Question

If the integral ${\int }_0^{10}\frac{\left[\sin \left(2\mathrm{\pi x}\right)\right]}{e^{x-\left[x\right]}}dx=\alpha e^{-1}+\beta e^{-\frac{1}{2}}+\gamma$, where $\alpha ,\beta ,\gamma$ are integers and $\left[x\right]$ denotes the greatest integer less than or equal to $x$, then the value of $\alpha +\beta +\gamma$ is equal to.

• A. $20$
• B. $0$
• C. $25$
• D. $10$

Answer 1

The correct option is B

$0$

Explanation for the correct option:

The given integration, $I={\int }_0^{10}\frac{\left[\sin \left(2\mathrm{\pi x}\right)\right]}{e^{x-\left[x\right]}}dx$.

It is known that, $x=\left[x\right]+\left\{x\right\}$, where $\left\{x\right\}$ is the fractional part function.

$\Rightarrow x-\left[x\right]=\left\{x\right\}$.

Thus, $I={\int }_0^{10}\frac{\left[\sin \left(2\mathrm{\pi x}\right)\right]}{e^{\left\{x\right\}}}dx$.

As $\left\{x\right\}$ and $\left[\sin \left(2\mathrm{\pi x}\right)\right]$ both are periodic with the period of $1$, thus $\frac{\left[\sin \left(2\mathrm{\pi x}\right)\right]}{e^{\left\{x\right\}}}$ also have a period of $1$.

$$\begin{gathered} I={\int }_0^{10}\frac{\left[\sin \left(2\mathrm{\pi x}\right)\right]}{e^{\left\{x\right\}}}dx \\ \Rightarrow I=10{\int }_0^1\frac{\left[\sin \left(2\mathrm{\pi x}\right)\right]}{e^{\left\{x\right\}}}dx \end{gathered}$$

Now, the value of $\sin \left(\theta \right)$ is in the interval $\left[0,1\right]$, when $\theta \in \left[0,\mathrm{\pi }\right]$ and is in the interval $\left[-1,0\right]$, when $\theta \in \left[\mathrm{\pi },2\mathrm{\pi }\right]$.

Thus, $\left[\sin \left(\theta \right)\right]=0$, when $\theta \in \left[0,\mathrm{\pi }\right]$ and $\left[\sin \left(\theta \right)\right]=-1$, when $\theta \in \left[\mathrm{\pi },2\mathrm{\pi }\right]$.

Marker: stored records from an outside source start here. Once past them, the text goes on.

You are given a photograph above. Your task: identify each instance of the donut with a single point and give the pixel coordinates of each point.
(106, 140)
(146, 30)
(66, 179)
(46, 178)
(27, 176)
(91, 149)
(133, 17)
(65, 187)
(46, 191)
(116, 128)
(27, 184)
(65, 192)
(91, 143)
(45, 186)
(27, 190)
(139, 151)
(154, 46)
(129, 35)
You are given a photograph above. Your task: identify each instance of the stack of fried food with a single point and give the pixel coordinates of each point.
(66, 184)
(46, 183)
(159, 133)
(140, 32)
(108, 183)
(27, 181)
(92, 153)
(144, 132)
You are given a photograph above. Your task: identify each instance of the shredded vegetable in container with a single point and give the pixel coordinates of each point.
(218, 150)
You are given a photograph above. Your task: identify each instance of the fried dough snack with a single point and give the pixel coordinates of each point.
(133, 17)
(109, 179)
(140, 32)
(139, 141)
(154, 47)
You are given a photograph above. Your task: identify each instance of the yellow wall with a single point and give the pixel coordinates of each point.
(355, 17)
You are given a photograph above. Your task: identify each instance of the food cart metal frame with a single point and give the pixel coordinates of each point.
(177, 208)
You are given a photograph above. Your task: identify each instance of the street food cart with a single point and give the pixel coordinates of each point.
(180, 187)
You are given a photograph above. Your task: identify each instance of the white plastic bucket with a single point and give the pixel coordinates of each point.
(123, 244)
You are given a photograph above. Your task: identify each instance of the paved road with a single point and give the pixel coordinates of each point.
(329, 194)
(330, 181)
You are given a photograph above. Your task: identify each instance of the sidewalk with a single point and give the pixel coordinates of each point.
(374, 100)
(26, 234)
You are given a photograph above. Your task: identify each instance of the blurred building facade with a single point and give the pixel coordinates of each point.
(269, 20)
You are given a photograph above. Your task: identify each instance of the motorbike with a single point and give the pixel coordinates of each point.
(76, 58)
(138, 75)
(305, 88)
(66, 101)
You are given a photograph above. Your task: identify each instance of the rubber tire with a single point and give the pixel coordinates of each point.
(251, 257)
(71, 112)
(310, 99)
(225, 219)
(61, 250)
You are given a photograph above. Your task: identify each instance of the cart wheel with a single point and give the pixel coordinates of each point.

$$\begin{gathered} I=10{\int }_0^1\frac{\left[\sin \left(2\mathrm{\pi x}\right)\right]}{e^{\left\{x\right\}}}dx \\ \Rightarrow I=10{\int }_0^{\frac{1}{2}}\frac{\left[\sin \left(2\mathrm{\pi x}\right)\right]}{e^{\left\{x\right\}}}dx+10{\int }_{\frac{1}{2}}^1\frac{\left[\sin \left(2\mathrm{\pi x}\right)\right]}{e^{\left\{x\right\}}}dx \\ \Rightarrow I=10{\int }_0^{\frac{1}{2}}\frac{0}{e^{\left\{x\right\}}}dx+10{\int }_{\frac{1}{2}}^1\frac{-1}{e^{\left\{x\right\}}}dx \\ \Rightarrow I=-10{\int }_{\frac{1}{2}}^1{e}^{-x}dx \\ \Rightarrow I=-10{\left[-e^{-x}\right]}_{\frac{1}{2}}^1 \\ \Rightarrow I=10e^{-1}-10e^{-\frac{1}{2}} \end{gathered}$$

It is given that ${\int }_0^{10}\frac{\left[\sin \left(2\mathrm{\pi x}\right)\right]}{e^{x-\left[x\right]}}dx=\alpha e^{-1}+\beta e^{-\frac{1}{2}}+\gamma$

$\Rightarrow 10e^{-1}-10e^{-\frac{1}{2}}=\alpha e^{-1}+\beta e^{-\frac{1}{2}}+\gamma$

Therefore, $\alpha =10$, $\beta =-10$ and $\gamma =0$.

Thus, $\alpha +\beta +\gamma =10-10+0$.

$\Rightarrow \alpha +\beta +\gamma =0$.

Hence, option (B) is the correct answer.